The Complete Lyrics of Irving Berlin
edited by Robert Kimball and Linda Emmet
Knopf, 558 pages, $65.00
In the aftermath of September 11 the whole country seemed to be singing "God Bless America," underscoring Irving Berlin's incomparable role in American song. (Berlin wrote the piece toward the end of World War I but suppressed it until the outbreak of World War II, fearing that it might be too broad or corny.) His anthems include "White Christmas," "Easter Parade," and "There's No Business Like Show Business"; no other songwriter has written as many. No one else has written as many popular songs, period. Yet although he was lauded as a tunesmith of genius as far back as 1911, when he debuted "Alexander's Ragtime Band," Berlin is often undervalued as a lyricist and said to lack Cole Porter's erudition, Lorenz Hart's interior rhymes, and Johnny Mercer's homespun wisdom. The Complete Lyrics, which spans eighty-one of the composer's 101 years (1888-1989), demands that we reconsider this appraisal. In addition to highlighting his gift for economy, directness, and slang, it presents Berlin as an obsessive, often despairing commentator on the passing scene.
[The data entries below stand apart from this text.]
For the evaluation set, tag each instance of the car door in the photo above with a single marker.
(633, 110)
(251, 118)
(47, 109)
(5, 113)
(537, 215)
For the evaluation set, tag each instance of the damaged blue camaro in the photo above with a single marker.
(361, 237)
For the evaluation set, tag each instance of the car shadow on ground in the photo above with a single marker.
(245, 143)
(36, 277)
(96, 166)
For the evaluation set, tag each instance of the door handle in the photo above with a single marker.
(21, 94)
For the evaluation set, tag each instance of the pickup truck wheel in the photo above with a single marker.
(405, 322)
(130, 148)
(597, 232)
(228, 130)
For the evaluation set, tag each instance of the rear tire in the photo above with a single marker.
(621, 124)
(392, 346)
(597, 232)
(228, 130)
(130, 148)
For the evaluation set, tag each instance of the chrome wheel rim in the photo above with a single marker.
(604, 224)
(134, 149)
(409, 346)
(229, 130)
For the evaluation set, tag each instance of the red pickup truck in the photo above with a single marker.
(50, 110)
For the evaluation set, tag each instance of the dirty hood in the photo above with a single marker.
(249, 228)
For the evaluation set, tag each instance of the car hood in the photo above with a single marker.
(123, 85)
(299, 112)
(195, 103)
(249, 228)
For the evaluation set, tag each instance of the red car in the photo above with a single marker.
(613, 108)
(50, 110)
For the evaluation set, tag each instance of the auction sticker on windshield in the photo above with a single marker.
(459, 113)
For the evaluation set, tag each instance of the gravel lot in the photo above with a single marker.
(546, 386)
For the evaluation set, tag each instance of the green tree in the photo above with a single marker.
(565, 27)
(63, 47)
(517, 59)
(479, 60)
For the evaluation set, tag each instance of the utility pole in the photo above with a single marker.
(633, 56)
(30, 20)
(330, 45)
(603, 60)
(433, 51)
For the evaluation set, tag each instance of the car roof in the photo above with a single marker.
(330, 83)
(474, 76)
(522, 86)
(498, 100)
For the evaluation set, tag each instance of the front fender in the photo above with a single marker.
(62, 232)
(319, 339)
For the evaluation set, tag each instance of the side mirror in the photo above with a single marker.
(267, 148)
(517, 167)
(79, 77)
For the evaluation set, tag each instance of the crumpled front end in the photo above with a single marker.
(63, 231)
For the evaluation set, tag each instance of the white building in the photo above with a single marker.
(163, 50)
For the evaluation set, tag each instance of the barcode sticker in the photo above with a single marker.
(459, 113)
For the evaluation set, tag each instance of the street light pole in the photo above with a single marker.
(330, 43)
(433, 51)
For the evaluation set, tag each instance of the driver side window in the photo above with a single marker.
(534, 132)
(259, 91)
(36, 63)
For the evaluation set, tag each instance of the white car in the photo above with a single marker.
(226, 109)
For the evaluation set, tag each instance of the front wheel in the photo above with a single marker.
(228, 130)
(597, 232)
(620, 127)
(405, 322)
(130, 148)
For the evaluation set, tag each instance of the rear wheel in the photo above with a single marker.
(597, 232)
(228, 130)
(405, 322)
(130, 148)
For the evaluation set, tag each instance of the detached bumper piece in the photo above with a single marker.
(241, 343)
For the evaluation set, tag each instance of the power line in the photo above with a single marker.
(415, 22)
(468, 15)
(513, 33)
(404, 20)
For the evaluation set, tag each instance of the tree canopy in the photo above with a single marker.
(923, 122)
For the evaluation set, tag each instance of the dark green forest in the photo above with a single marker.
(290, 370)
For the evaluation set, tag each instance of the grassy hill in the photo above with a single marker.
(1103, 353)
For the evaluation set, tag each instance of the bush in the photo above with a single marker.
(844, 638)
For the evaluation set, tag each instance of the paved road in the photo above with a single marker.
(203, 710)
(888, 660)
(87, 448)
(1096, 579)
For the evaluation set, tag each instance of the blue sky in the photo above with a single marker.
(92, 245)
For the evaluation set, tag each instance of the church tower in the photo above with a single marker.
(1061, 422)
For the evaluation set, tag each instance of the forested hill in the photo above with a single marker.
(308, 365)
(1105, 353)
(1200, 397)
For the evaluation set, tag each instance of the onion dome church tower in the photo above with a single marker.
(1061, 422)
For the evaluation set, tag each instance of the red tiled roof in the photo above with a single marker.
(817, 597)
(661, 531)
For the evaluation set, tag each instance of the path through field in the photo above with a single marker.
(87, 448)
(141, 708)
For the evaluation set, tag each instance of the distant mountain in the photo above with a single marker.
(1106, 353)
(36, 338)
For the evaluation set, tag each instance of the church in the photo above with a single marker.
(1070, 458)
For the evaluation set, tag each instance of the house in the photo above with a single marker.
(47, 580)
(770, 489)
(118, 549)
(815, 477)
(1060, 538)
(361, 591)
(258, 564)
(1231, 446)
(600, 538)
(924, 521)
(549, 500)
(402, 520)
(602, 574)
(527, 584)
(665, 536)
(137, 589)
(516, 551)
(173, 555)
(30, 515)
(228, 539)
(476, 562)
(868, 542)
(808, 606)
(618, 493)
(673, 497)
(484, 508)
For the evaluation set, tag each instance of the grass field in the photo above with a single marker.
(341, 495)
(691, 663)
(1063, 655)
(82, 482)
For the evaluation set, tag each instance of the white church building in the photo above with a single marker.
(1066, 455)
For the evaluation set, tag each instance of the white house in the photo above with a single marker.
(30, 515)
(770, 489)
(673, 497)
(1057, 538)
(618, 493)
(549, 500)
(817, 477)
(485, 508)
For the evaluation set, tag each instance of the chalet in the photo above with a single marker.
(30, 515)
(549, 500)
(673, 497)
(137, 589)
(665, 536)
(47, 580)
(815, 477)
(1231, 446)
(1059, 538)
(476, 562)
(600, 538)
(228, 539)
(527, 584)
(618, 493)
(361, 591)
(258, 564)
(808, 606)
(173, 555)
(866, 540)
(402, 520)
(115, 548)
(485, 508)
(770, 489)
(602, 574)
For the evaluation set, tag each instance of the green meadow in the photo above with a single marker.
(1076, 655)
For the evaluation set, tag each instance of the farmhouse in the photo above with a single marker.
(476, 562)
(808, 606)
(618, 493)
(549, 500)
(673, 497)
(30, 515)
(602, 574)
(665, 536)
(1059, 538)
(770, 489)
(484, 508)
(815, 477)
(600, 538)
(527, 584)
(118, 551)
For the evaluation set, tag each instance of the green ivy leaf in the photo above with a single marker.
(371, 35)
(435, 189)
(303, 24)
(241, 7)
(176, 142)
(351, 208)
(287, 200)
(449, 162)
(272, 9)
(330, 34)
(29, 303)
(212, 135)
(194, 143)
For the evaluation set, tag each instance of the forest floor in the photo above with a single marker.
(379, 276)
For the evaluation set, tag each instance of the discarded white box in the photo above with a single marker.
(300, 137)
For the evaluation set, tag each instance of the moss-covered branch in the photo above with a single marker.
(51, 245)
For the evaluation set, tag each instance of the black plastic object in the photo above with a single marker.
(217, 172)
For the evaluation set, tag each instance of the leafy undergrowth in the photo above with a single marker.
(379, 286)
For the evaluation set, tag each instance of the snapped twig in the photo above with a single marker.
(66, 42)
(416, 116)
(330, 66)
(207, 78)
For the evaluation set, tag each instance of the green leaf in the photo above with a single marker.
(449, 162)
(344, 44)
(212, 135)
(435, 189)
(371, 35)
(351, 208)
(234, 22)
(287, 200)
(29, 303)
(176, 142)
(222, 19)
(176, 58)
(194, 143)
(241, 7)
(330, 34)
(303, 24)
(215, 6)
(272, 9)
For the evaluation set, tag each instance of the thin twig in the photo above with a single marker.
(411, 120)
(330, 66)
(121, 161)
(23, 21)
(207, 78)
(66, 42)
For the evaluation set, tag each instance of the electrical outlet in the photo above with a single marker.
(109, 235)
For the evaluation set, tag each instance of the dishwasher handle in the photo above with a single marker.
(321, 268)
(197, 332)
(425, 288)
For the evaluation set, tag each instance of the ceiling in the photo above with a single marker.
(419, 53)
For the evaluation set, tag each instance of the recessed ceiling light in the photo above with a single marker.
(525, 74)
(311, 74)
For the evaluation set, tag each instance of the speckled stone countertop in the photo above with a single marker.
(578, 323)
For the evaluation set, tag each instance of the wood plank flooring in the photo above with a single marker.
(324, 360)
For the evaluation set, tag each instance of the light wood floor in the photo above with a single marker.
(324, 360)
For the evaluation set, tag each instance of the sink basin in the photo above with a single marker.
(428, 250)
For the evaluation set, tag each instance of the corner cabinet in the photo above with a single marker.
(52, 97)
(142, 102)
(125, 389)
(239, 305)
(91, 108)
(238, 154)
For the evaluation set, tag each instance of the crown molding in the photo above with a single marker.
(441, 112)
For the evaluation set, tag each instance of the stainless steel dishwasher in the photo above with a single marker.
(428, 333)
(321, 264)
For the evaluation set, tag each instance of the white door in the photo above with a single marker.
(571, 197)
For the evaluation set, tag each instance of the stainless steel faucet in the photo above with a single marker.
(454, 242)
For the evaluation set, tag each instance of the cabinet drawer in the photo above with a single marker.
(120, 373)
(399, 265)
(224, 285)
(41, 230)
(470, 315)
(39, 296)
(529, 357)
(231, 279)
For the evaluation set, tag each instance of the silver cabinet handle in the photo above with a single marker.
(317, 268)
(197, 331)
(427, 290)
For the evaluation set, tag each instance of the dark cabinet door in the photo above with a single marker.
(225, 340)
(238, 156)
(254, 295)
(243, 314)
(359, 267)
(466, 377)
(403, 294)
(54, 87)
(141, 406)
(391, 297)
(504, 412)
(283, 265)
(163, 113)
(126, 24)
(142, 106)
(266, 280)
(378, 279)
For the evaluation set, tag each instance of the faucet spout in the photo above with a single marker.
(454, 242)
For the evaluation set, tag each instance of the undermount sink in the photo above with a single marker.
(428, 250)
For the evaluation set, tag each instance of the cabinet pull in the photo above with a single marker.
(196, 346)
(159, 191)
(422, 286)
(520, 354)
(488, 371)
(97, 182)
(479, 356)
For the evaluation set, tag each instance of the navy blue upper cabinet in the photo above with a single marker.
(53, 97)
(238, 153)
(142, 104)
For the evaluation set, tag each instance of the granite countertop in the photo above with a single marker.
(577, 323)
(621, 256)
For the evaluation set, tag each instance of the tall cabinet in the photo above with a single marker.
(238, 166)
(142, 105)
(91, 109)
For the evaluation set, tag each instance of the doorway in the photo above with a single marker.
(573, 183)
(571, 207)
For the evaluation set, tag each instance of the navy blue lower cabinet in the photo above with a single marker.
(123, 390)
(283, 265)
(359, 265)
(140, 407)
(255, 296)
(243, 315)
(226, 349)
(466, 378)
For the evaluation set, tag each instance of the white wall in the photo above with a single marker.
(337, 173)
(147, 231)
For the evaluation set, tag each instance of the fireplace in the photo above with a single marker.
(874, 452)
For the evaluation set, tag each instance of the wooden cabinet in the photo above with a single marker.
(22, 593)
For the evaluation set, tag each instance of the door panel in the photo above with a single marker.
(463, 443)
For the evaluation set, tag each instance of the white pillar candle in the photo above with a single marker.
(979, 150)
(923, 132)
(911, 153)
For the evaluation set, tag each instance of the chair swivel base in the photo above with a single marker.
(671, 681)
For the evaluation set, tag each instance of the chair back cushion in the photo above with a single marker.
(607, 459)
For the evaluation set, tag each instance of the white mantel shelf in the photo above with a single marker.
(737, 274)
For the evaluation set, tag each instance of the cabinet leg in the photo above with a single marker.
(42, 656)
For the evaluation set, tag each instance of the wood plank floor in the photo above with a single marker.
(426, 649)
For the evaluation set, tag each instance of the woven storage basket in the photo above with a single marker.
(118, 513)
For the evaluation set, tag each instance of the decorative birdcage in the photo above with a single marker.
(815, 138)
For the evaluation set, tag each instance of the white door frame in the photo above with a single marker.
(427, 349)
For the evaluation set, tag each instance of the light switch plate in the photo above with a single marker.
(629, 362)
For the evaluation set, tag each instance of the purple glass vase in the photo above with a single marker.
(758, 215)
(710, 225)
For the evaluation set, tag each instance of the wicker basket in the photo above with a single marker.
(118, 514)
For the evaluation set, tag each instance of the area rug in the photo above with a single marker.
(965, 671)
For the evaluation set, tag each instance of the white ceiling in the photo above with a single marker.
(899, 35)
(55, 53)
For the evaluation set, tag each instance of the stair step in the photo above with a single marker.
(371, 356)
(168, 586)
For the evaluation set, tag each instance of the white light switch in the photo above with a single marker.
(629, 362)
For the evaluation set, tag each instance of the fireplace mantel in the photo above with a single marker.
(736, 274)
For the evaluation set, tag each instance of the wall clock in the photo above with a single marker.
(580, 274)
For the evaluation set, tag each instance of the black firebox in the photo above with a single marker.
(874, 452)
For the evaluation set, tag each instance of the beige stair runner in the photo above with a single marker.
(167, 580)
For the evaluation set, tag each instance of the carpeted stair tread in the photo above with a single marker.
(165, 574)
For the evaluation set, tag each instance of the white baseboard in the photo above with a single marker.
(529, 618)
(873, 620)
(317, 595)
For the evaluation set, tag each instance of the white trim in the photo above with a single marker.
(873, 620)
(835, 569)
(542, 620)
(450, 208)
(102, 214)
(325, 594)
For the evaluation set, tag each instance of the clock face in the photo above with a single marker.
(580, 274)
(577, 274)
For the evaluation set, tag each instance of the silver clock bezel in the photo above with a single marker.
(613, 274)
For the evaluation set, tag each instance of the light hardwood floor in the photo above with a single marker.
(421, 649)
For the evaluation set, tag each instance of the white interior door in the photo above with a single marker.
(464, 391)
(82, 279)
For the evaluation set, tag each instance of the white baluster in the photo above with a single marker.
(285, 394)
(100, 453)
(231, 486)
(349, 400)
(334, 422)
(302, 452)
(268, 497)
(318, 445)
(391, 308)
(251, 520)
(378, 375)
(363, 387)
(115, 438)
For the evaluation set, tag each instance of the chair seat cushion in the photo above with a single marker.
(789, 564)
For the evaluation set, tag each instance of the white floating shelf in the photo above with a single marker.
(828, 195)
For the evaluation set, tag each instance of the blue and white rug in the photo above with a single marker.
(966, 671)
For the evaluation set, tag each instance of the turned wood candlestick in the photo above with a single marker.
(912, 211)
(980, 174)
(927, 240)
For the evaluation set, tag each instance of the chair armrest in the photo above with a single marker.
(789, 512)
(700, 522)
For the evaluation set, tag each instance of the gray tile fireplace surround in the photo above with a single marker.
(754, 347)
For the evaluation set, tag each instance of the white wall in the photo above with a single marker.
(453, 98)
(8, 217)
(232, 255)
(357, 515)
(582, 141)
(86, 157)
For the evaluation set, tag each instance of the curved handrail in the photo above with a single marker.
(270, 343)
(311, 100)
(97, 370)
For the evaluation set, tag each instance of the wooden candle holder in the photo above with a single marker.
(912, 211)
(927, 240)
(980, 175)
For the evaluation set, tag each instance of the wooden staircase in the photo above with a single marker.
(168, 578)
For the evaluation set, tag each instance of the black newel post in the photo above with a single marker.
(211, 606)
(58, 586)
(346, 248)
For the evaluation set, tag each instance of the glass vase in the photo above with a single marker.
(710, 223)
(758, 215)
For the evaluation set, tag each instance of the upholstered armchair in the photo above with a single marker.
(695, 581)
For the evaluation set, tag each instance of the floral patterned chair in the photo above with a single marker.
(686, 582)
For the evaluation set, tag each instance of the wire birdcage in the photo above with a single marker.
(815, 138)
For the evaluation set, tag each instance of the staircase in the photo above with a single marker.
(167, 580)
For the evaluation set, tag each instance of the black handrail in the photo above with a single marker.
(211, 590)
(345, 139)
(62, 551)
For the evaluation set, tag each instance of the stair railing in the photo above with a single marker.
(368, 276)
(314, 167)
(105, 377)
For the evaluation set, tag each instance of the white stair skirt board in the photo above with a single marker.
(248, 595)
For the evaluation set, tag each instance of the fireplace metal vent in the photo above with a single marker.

By the late 1960s Tin Pan Alley and Hollywood lyrics had come to be seen mostly as hackwork. Robert Kimball helped to redress that view with a series of oversized anthologies of great lyricists. He began in 1983 with The Complete Lyrics of Cole Porter—a shrewd choice, because Porter's wit suited the printed page especially well. He moved forward with complete editions of the equally intricate work of Hart and George Gershwin. Last year, with his longtime editor, Robert Gottlieb, Kimball compiled an indispensable anthology, Reading Lyrics, which, surprisingly, includes more songs by Berlin than by anyone else. Now, in collaboration with one of Berlin's daughters, Linda Emmet, he has broken the locks off Berlin's fabled archive, giving us Berlin's oeuvre, a third of which—nearly 400 songs—was unknown.